Culpeper, Va., veterans are assisting with funerals for area World War II veterans as more than 1,000 die daily in the United States and the federal government does its best to provide proper services.

Since 1996, members of Veterans of Foreign Wars Post 2524 and American Legion Post 330 have joined to form the Culpeper Honor Guard, taking part in about 100 funerals a year.

While VFW and Legion posts typically provide these duties for their own members, it’s unusual for them to work together, said Morris Foster, a retired Marine who leads the guard.

In blazing heat and freezing cold, volunteers stand at attention as the hearse pulls up to Culpeper National Cemetery.

At graveside, they ceremoniously fold the flag and present it to the family. They also give the traditional 21-gun salute before a bugler plays taps.

They fought in the same trenches in Europe and the Pacific and shivered in the same mountains of Korea as those they mourn.

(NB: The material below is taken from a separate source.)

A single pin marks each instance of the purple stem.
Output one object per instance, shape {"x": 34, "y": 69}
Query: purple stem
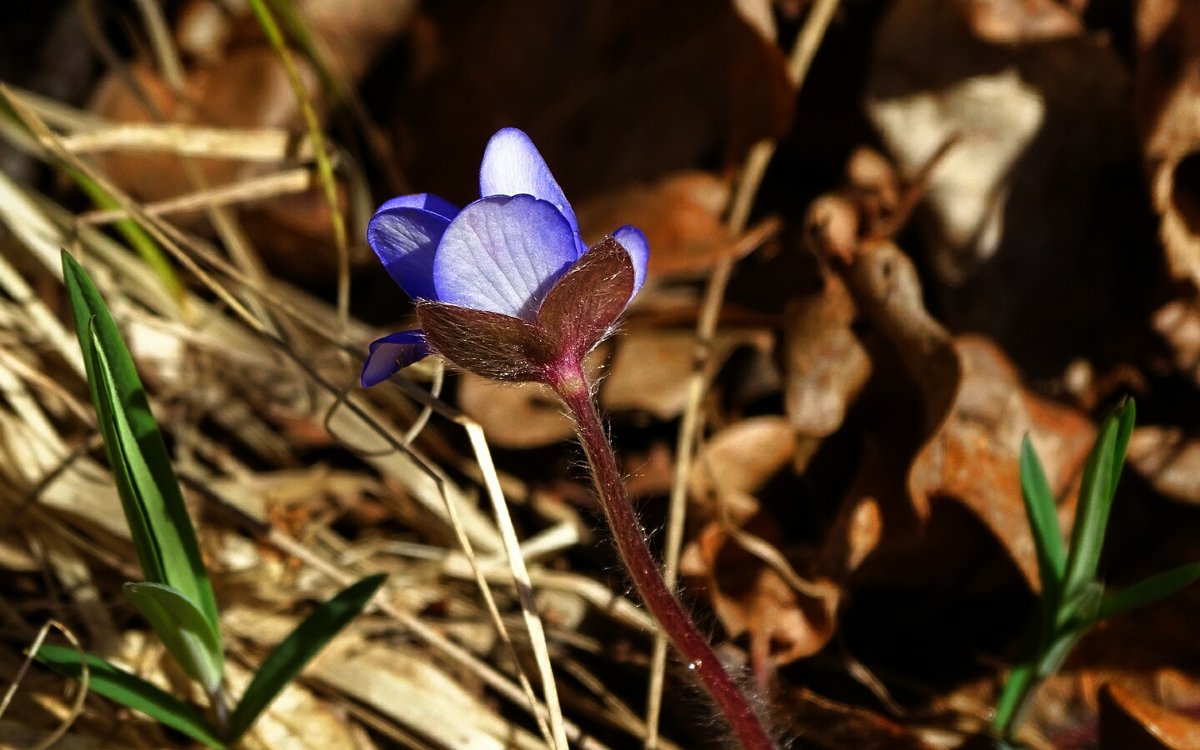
{"x": 642, "y": 568}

Sometimes, Mr. Foster’s voice cracks slightly when he looks into the eyes of the bereaved and thanks them “on behalf of a grateful nation.”

But Mr. Foster, who commanded others on the drill field and served two tours in Vietnam, isn’t about to relinquish his post.

“Somebody has to be there to do it,” said Mr. Foster, one of the youngest members at 73. “I’d feel bad sitting here [at home] knowing some family needs help, and I didn’t do anything to help them.”

Roger Harding, 81, a World War II vet, said he considers the duty an honor that gives families “some closure and satisfaction.”

Still, it is tough for the aging warriors.

For men with arthritic knees or bad backs, standing at attention on concrete while two or three ministers take turns speaking takes its toll. Multiply that by 1,110 funerals.

Still, most members don’t miss a service unless they are on vacation or have a doctor’s appointment.

On a recent Friday, Robert Earhart Jr. of Tampa, Fla., thanked the volunteers on behalf of his late father, Robert.

“It’s a recognition of the service he put in,” Mr. Earhart said.

The Earhart funeral was one of two the honor guard took part in that day and the fourth of five that week.

As retired Marine Capt. Perry Smiley left the Earhart services, he told the others he would see them soon.

“See you, Perry,” another veteran called back as Capt. Smiley packed up gear. “Stay by your phone.”